Weil das Ich des Menschen ein derart komplexes und vielschichtiges Gebilde darstellt, ist zu erwarten, dass die unterschiedlichen Komponenten nicht immer im richtigen Verhältnis auszubalancieren sind. Es kann und wird vorkommen, dass der eine oder andere Aspekt entweder ständig dominiert oder zumindest in gewissen Situationen, zu bestimmten Zeiten, bei gegebenen Anlässen die Oberhand gewinnt.
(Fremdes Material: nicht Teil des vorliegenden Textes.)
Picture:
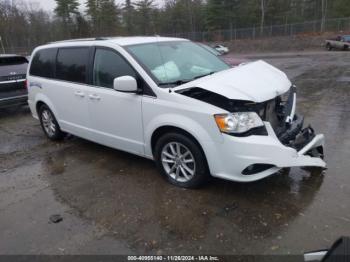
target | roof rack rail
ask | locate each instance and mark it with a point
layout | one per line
(81, 40)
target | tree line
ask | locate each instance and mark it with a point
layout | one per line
(29, 25)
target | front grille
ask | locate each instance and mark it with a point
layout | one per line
(12, 77)
(272, 112)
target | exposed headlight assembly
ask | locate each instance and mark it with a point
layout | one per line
(238, 123)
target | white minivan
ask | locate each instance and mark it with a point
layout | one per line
(172, 101)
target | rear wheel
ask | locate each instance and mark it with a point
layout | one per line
(181, 160)
(49, 124)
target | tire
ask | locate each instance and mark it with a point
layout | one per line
(189, 171)
(49, 124)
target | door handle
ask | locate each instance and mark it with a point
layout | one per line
(79, 93)
(35, 84)
(95, 97)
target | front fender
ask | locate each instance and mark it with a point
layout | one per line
(179, 121)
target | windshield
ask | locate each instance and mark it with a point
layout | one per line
(175, 63)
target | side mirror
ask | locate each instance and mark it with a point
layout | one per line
(126, 84)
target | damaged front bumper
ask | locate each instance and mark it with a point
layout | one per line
(247, 159)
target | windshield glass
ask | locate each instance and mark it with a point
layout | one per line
(12, 60)
(175, 63)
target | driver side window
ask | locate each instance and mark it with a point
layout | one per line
(109, 65)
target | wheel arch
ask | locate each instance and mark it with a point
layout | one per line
(40, 100)
(162, 130)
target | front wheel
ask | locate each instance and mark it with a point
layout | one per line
(49, 124)
(181, 160)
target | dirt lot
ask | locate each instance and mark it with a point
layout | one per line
(116, 203)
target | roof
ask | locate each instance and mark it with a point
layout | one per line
(124, 41)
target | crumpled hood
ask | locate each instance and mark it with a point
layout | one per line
(257, 81)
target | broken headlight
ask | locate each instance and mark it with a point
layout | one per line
(238, 123)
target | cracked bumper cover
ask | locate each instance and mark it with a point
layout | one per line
(229, 159)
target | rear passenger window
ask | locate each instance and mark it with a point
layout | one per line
(72, 64)
(109, 65)
(43, 63)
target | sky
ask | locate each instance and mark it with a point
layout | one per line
(49, 5)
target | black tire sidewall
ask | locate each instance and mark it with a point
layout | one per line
(202, 171)
(58, 135)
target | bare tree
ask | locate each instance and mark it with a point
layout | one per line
(324, 14)
(263, 10)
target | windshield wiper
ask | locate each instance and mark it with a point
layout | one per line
(181, 82)
(175, 83)
(208, 74)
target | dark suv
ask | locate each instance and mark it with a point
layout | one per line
(13, 69)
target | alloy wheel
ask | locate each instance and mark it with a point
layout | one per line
(178, 162)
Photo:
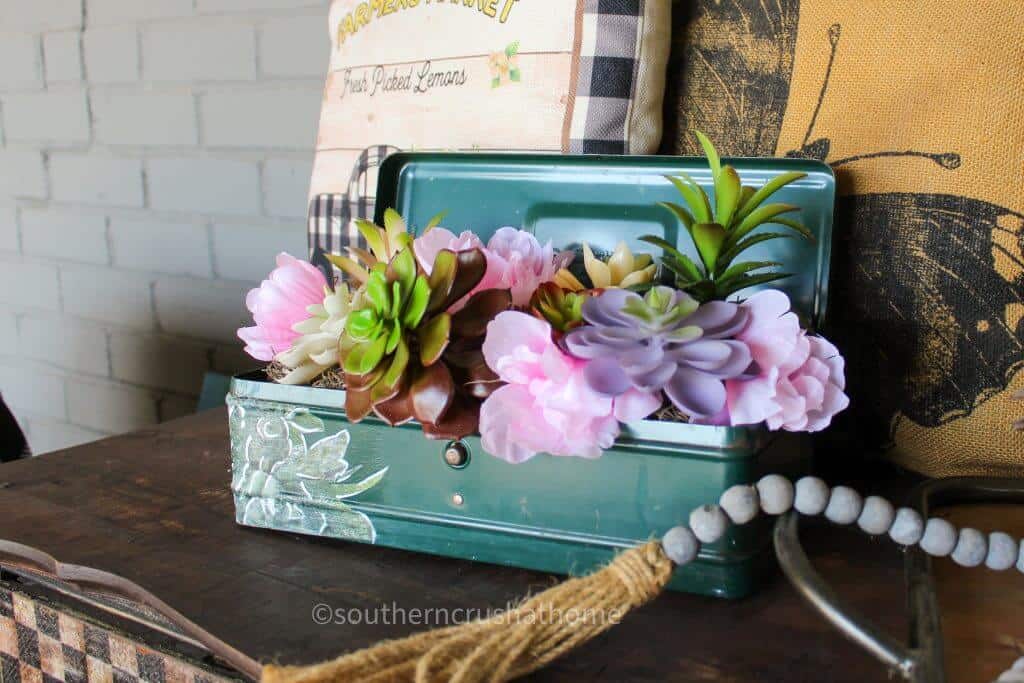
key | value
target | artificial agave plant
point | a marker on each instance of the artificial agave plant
(723, 231)
(384, 244)
(406, 356)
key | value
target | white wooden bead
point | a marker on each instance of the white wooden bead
(908, 527)
(844, 506)
(680, 545)
(1003, 551)
(740, 503)
(939, 539)
(776, 494)
(812, 496)
(971, 548)
(709, 523)
(878, 515)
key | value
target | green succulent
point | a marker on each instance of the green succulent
(562, 308)
(406, 356)
(723, 231)
(384, 244)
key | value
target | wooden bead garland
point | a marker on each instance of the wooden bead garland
(774, 495)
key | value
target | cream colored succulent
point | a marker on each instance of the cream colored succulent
(316, 350)
(623, 269)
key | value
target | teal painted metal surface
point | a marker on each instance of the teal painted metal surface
(604, 200)
(299, 465)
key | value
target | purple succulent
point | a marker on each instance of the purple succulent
(664, 340)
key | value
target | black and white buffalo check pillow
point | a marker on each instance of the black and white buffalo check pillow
(621, 83)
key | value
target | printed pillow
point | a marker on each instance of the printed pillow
(919, 107)
(577, 76)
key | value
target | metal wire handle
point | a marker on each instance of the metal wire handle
(912, 665)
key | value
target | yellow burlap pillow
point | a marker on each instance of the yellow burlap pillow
(919, 105)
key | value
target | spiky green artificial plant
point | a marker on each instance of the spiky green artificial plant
(721, 232)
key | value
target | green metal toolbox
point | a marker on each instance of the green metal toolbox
(298, 465)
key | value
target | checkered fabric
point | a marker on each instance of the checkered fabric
(40, 645)
(332, 217)
(609, 59)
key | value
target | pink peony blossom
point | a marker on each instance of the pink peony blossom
(279, 304)
(521, 263)
(429, 245)
(546, 406)
(516, 261)
(801, 381)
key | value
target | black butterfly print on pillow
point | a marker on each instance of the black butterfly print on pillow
(915, 303)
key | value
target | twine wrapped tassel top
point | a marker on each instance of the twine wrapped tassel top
(550, 624)
(510, 644)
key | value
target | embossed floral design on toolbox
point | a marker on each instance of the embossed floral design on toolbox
(289, 474)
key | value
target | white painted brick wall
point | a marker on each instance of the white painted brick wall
(286, 48)
(242, 251)
(145, 119)
(64, 342)
(110, 407)
(9, 236)
(218, 51)
(35, 15)
(265, 118)
(62, 55)
(23, 174)
(111, 54)
(177, 248)
(29, 285)
(59, 116)
(65, 235)
(20, 66)
(209, 185)
(155, 158)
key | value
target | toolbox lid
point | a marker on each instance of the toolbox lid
(603, 200)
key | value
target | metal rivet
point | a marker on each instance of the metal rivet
(457, 455)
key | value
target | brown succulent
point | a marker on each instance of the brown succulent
(408, 357)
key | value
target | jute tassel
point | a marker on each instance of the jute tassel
(510, 644)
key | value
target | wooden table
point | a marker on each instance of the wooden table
(155, 507)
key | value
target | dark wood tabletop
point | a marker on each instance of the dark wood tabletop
(155, 507)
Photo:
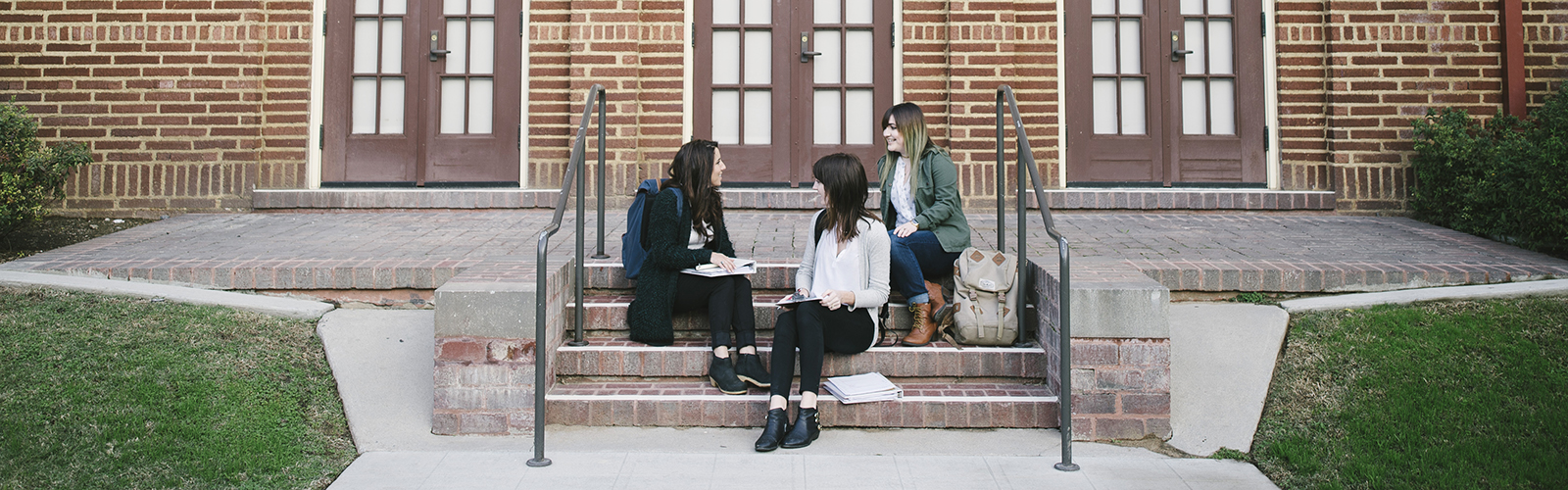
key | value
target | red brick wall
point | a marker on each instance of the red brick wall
(635, 51)
(187, 106)
(1353, 74)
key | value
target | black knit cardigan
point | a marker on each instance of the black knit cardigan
(668, 232)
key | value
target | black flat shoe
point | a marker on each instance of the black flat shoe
(805, 429)
(773, 430)
(723, 375)
(749, 368)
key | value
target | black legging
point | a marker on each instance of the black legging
(728, 300)
(815, 330)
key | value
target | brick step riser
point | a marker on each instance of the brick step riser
(752, 411)
(611, 318)
(951, 365)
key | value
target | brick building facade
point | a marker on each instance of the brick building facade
(192, 106)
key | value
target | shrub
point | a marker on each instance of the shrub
(31, 174)
(1505, 177)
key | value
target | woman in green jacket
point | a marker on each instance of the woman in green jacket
(924, 216)
(687, 237)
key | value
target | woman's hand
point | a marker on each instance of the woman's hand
(723, 261)
(833, 299)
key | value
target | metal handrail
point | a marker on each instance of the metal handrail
(1026, 159)
(540, 297)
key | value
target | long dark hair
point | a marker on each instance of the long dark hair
(692, 172)
(844, 179)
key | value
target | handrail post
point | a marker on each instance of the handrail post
(1026, 161)
(1001, 187)
(601, 255)
(538, 354)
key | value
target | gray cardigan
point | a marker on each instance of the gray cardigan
(874, 249)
Das geschieht nicht nur aufgrund der individuellen Verfassung des einzelnen, sondern auch aufgrund der Zugehörigkeit zu einer bestimmten Gesellschaftsschicht, zu einem Beruf oder in Abhängigkeit von einer modischen Zeitströmung. Meine Erlebnisse und Erfahrungen, meine gewordene und gewachsene Persönlichkeit fließen, ob ich es will oder nicht, in meine bewusste Auseinandersetzung mit dem Glauben ein. Das mag ich begrüßen oder bedauern. Es bleibt eine Tatsache.

Das Glaubensbekenntnis der Kirche ist immer und überall mein höchst individuelles, ureigenes, durch mein Ich begrenztes und eingefärbtes Bekenntnis.